I just love when plants do things and we don’t really know why. The rain lily, for instance, is quite unique in that you may not even know it’s there until it rains. Then, they just appear, popping up all over the place.
Lately, I’ve seen quite a few. You have to pay close attention, or you may think it’s just another flowering weed.
What you’ll see is a long, slender stem with a small, six-leafed flower at the top.
There are around 70 species of Zephyranthes and Habranthus, which are called rain lilies, fairy lilies and rain flower, since they all bloom before, during and after rainfall.
They are native and do well where it’s warm, tropical and humid, so they are much more common in the southeastern parts of the U.S., in Mexico and South America.
Even when rainfall is scarce, like around here, these plants can survive with very little care. They come from a small bulb and are in the amaryllis family. The most common colors are pink and white, but with hybridizing, there are now yellow, orange, red, and evened some with patterns.
Rain lilies can be planted from the seeds the flowers produce, by planting the bulb, or even dividing a larger clump into several plants. Once they are planted and established, they need very little care. How much moisture they receive determines whether their long, slender leaves stay or turn brown.

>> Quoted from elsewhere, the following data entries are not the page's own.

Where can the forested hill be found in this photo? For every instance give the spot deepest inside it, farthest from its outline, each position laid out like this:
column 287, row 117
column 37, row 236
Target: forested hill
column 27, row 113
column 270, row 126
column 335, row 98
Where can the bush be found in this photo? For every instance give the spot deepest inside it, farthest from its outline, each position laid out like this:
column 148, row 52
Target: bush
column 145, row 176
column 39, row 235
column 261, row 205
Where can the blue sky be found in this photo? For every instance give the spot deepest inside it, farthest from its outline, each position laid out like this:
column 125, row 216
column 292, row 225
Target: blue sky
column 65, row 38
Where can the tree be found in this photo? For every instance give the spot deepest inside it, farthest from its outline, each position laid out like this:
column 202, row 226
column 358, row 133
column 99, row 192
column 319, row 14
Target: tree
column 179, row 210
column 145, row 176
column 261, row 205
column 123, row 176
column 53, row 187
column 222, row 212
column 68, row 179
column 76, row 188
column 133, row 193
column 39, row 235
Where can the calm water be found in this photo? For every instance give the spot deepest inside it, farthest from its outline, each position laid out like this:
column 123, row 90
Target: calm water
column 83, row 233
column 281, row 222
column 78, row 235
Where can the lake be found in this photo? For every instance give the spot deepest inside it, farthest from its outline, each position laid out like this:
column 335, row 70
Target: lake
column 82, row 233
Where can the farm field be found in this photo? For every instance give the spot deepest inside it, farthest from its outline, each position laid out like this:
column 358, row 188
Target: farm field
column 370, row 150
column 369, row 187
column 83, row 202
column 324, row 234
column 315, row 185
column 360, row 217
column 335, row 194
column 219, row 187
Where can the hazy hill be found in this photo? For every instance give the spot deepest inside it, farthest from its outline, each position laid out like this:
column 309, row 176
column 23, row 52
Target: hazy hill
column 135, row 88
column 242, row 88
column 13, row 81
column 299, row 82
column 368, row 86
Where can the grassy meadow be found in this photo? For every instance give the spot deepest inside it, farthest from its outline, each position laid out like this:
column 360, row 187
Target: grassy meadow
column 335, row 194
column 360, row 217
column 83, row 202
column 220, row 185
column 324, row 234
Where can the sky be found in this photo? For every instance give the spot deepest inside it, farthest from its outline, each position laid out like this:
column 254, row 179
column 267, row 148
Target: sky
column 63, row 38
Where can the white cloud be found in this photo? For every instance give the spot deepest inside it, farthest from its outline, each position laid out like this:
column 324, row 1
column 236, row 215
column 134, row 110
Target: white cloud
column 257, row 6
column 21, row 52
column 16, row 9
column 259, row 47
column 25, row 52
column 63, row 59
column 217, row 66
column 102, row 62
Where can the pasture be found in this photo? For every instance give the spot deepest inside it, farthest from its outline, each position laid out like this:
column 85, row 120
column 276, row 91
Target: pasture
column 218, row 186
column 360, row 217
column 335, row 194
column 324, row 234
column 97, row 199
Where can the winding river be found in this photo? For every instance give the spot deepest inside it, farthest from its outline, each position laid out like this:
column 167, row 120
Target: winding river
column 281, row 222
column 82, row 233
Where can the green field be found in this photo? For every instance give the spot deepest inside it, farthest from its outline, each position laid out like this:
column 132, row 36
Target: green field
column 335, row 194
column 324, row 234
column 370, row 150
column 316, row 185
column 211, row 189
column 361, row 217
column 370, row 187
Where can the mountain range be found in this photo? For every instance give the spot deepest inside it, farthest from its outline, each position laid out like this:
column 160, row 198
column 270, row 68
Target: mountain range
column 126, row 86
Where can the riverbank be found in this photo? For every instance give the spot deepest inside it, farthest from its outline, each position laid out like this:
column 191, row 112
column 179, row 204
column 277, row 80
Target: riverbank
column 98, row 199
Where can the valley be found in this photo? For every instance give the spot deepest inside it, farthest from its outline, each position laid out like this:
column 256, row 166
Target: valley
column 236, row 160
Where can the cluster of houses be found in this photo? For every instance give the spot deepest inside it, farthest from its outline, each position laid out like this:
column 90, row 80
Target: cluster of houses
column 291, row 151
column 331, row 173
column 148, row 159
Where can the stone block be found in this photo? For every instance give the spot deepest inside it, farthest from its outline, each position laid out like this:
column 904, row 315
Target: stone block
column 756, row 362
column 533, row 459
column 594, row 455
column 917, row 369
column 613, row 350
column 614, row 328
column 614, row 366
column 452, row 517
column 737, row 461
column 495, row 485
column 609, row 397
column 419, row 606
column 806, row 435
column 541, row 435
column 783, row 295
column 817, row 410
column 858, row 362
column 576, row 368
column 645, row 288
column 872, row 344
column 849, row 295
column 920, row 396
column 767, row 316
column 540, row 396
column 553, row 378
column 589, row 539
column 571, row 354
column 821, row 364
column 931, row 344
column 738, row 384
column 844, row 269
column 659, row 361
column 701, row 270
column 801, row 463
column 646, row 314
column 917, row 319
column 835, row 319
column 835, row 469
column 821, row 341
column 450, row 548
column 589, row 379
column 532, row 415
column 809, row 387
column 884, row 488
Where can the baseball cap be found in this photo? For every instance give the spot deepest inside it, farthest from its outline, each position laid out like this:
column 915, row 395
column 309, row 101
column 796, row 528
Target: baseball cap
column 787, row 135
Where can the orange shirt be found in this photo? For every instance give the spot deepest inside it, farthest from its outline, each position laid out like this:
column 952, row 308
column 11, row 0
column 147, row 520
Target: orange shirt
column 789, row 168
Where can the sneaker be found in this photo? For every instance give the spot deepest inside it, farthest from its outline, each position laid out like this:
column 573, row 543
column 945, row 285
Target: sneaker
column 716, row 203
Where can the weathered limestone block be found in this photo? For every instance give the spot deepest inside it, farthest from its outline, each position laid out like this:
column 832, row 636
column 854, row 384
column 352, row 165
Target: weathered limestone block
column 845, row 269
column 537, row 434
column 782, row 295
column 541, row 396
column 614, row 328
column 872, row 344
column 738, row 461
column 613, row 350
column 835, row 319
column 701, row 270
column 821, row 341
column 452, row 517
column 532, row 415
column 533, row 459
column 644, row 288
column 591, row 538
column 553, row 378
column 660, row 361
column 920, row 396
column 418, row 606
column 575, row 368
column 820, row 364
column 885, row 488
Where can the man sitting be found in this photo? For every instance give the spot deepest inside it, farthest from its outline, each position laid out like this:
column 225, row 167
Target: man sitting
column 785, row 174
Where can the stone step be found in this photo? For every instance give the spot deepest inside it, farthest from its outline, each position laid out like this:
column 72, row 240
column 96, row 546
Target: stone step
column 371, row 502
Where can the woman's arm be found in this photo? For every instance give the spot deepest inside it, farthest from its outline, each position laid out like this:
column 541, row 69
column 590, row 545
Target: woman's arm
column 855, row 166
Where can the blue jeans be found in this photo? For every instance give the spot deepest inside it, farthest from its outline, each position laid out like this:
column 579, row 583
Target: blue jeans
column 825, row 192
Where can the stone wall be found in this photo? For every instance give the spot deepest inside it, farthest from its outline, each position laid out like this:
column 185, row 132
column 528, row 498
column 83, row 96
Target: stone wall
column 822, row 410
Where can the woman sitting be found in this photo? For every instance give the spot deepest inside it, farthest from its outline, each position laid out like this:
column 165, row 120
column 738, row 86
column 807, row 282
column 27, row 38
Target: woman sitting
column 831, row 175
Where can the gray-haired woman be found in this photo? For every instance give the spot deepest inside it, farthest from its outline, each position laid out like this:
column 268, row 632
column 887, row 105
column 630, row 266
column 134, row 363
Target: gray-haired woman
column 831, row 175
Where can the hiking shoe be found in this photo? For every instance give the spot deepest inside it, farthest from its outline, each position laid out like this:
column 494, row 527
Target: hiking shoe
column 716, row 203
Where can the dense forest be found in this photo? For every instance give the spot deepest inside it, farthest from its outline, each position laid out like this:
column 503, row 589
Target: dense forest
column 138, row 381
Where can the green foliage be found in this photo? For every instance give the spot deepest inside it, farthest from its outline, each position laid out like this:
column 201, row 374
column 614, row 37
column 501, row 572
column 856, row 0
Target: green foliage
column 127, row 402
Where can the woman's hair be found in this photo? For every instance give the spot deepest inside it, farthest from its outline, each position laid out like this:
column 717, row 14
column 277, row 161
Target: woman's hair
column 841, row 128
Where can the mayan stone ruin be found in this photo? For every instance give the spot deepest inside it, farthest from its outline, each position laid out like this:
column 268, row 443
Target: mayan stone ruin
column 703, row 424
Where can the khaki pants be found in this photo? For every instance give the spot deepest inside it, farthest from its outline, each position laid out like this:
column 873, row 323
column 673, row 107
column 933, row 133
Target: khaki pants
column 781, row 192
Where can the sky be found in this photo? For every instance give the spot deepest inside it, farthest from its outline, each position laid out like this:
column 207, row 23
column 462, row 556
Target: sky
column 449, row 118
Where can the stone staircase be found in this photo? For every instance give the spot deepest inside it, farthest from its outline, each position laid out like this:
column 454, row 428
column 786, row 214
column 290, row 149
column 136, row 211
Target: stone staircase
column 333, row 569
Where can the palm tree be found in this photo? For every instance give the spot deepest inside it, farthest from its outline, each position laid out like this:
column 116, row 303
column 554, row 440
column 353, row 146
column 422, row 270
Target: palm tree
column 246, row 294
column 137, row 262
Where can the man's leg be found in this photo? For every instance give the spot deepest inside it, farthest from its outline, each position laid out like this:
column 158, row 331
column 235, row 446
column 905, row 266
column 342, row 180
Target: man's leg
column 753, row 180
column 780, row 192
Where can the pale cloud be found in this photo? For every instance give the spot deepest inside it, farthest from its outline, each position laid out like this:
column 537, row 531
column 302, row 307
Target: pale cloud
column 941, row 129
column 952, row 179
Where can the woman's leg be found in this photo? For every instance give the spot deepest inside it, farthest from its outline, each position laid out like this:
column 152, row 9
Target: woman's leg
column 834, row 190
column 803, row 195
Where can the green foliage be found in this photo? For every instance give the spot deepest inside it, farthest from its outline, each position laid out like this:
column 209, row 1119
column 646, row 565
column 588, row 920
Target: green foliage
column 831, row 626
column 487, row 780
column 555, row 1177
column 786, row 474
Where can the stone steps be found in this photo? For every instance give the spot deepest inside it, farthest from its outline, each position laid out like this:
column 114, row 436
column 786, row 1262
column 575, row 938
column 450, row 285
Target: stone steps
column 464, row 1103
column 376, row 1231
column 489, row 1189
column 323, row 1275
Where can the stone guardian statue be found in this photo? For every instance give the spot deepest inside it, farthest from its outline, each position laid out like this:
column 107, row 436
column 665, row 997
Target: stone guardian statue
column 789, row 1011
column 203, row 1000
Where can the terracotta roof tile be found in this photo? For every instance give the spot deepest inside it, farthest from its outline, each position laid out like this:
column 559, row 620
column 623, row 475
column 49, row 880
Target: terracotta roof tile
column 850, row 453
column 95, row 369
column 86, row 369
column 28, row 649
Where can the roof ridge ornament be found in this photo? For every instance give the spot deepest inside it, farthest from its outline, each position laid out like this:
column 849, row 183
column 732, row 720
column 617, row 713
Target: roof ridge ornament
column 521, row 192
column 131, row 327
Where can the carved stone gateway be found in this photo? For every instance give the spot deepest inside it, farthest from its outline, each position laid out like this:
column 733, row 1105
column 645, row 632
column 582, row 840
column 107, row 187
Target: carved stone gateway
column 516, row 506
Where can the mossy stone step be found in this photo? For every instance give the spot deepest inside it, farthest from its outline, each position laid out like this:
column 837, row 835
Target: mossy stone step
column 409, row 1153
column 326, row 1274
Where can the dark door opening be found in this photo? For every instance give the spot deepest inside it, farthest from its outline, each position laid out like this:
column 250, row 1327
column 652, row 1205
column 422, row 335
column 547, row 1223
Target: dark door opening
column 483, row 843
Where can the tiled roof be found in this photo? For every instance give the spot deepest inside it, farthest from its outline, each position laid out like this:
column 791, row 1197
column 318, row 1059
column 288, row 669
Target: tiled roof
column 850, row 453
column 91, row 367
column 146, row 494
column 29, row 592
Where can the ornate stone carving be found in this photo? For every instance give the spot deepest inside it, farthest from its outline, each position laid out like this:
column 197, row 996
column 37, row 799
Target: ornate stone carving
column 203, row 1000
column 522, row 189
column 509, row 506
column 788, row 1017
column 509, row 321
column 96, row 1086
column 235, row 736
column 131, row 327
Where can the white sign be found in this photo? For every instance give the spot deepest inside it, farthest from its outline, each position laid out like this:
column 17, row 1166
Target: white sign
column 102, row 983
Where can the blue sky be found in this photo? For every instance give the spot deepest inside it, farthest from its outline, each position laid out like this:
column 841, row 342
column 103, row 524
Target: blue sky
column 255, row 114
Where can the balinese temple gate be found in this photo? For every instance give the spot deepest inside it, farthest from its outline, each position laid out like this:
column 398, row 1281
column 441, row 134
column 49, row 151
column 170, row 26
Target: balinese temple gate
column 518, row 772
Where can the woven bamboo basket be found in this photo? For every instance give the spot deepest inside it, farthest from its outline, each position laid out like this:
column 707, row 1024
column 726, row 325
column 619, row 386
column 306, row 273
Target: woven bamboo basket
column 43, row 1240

Rain lilies are considered slightly poisonous, so you may want to plant them away from where children and pets play. This also makes them quite resistant to deer, small rodents and insects. Their leaves might be nibbled on, however, by snails and slugs.
I love my rain lilies. They are green tufts all year, and have quite a display when the weather conditions are right for rain. I have them by my rain barrel so they have access to rain water pretty much year-round.